Hi everyone,
I’m working with chemical substance identifiers as metadata for data deposits in order to more closely align the records with FAIR. I’d like to represent the identifiers using the Subject properties in DataCite (Subject, subjectScheme, schemeURI, valueURI, and classificationCode), insofar as they can include/enable linked information.
For identifiers that are computed (2.1.x , rules/software generate the identifier based on the chemical structure), I’m uncertain what to include for the schemURI and valueURI for the following, which are preferred since in general they are unique identifiers for a substance.
IUPAC Name, InChI, InChI Key, and Canonical SMILES
Other identifiers are more straightforward (2.3 on the web page), because a valueURI can be included, such as PubChem ID, and DSSTox Substance ID.
Any ideas on how to handle the computed identifiers?
Thanks!
I just ran across a suggestion for InChI and InChIKey in a presentation on Connecting Chemistry Through PIDs (see slide 18), so I’ll adopt that approach.

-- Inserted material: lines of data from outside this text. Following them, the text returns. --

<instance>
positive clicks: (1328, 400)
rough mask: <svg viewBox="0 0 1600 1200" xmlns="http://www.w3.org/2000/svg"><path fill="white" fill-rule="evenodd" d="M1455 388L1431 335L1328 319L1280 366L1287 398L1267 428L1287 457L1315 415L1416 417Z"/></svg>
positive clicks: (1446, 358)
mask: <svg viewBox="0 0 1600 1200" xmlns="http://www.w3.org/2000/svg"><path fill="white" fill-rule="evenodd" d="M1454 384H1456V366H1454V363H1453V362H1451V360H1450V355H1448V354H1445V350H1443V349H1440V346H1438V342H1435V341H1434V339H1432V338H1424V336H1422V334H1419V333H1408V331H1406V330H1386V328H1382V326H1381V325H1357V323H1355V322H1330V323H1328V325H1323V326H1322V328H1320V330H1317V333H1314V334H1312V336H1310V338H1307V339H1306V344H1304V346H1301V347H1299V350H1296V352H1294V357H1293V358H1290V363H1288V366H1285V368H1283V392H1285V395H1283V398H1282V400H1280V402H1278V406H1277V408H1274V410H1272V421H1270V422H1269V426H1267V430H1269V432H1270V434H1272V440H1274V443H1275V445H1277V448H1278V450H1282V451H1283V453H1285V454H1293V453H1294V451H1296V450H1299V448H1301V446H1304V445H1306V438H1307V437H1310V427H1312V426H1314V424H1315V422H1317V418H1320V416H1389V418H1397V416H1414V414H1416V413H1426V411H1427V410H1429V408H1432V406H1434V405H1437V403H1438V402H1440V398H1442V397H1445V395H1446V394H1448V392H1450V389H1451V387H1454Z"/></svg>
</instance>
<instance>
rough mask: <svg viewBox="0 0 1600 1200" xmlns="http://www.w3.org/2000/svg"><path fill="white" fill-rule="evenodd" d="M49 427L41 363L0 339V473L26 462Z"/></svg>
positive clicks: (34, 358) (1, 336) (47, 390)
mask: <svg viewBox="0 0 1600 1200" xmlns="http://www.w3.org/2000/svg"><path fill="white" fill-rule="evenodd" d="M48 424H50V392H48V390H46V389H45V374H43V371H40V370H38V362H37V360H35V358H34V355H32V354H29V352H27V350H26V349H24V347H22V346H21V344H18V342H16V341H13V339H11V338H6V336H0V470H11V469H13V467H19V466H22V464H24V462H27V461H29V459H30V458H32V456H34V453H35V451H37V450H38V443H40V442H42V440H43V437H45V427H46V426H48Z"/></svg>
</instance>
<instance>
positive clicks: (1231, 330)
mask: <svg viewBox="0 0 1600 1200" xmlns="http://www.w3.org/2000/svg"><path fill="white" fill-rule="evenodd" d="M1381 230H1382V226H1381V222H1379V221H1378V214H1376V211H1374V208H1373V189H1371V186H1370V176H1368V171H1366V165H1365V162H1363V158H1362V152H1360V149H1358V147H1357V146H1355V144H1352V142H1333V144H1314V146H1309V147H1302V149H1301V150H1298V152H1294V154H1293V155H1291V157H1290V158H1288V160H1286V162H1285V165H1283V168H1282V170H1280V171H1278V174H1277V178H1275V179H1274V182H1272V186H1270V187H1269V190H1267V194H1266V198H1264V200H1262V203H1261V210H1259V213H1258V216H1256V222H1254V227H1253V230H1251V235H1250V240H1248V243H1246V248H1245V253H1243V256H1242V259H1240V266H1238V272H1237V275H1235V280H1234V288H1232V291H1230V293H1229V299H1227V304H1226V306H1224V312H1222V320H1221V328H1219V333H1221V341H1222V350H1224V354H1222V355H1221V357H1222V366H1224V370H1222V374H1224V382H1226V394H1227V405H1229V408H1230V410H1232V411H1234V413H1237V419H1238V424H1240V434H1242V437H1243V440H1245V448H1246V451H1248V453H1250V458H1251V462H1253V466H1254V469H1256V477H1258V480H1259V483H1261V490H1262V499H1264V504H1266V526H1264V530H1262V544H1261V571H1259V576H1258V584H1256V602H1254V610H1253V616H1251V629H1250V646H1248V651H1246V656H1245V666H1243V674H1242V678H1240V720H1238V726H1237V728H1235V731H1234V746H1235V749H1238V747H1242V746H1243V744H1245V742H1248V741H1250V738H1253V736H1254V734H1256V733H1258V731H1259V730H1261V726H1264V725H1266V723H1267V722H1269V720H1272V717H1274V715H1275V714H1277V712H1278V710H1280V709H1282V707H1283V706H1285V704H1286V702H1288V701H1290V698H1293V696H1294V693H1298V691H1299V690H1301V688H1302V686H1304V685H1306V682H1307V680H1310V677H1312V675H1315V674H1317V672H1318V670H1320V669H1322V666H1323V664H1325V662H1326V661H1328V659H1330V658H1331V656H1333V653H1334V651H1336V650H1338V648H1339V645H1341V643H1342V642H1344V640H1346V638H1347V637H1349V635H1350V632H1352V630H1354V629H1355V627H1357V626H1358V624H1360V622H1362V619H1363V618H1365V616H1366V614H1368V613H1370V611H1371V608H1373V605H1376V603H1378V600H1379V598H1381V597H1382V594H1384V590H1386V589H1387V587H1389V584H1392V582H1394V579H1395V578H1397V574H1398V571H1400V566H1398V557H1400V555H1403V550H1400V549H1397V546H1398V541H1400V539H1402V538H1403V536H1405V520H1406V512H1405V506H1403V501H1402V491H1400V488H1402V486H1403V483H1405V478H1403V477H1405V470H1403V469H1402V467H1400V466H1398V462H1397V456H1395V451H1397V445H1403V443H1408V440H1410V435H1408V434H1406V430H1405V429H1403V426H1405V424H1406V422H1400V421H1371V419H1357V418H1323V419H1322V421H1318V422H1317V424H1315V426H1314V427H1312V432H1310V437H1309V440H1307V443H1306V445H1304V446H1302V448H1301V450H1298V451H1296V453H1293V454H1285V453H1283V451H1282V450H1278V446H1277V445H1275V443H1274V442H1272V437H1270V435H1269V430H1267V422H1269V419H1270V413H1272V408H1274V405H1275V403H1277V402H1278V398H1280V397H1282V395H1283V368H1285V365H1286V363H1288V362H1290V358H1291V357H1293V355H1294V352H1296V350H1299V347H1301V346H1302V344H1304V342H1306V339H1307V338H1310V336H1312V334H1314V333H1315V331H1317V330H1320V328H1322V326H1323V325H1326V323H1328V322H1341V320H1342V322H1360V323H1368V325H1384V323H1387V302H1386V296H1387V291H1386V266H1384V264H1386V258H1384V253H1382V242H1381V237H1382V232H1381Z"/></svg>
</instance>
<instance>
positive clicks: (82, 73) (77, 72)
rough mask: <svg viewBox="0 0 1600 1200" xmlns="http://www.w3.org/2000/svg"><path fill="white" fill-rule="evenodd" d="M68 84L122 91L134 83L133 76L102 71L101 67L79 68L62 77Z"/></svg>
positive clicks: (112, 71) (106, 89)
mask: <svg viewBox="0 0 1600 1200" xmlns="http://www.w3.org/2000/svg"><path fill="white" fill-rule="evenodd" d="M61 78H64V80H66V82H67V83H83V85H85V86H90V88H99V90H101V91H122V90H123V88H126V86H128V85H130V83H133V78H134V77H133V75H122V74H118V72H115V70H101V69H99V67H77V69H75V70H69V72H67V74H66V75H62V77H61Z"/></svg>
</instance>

Hi Brian, yes indeed the approach you identify is now the topic of an IUPAC working party (FAIRSpec), in fact on NMR spectroscopy but it will include such identifiers in its recommendations. See eg R. M. Hanson, D. Jeannerat, M. Archibald, I. Bruno, S. Chalk, A. N. Davies, R. J. Lancashire, J. Lang and H. S. Rzepa, IUPAC specification for the FAIR management of spectroscopic data in chemistry (IUPAC FAIRSpec) – guiding principles, Pure App. Chem., 2022, DOI: https://doi.org/10.1515/pac-2021-2009 We hope these recommendations will emerge within the next 12 months. So hang on in there.
Brian, For some background, the first instances I think of using chemical identifiers as subject terms was described in M. J. Harvey, A. McLean, H. S. Rzepa, A metadata-driven approach to data repository design, J. Cheminform. , 2017 , DOI: 10.1186/s13321-017-0190-6
but the realisation soon dawned that the process needed to be standardized. So efforts started to gather a group of chemists interested in doing this and an IUPAC working party emerged in 2020 to do so.
These uses of the subject term were introduced in 2016, but must be considered provisional and will be subsumed by the IUPAC FAIRSpec recommendations. They were proofs of concept on what could be achieved using them.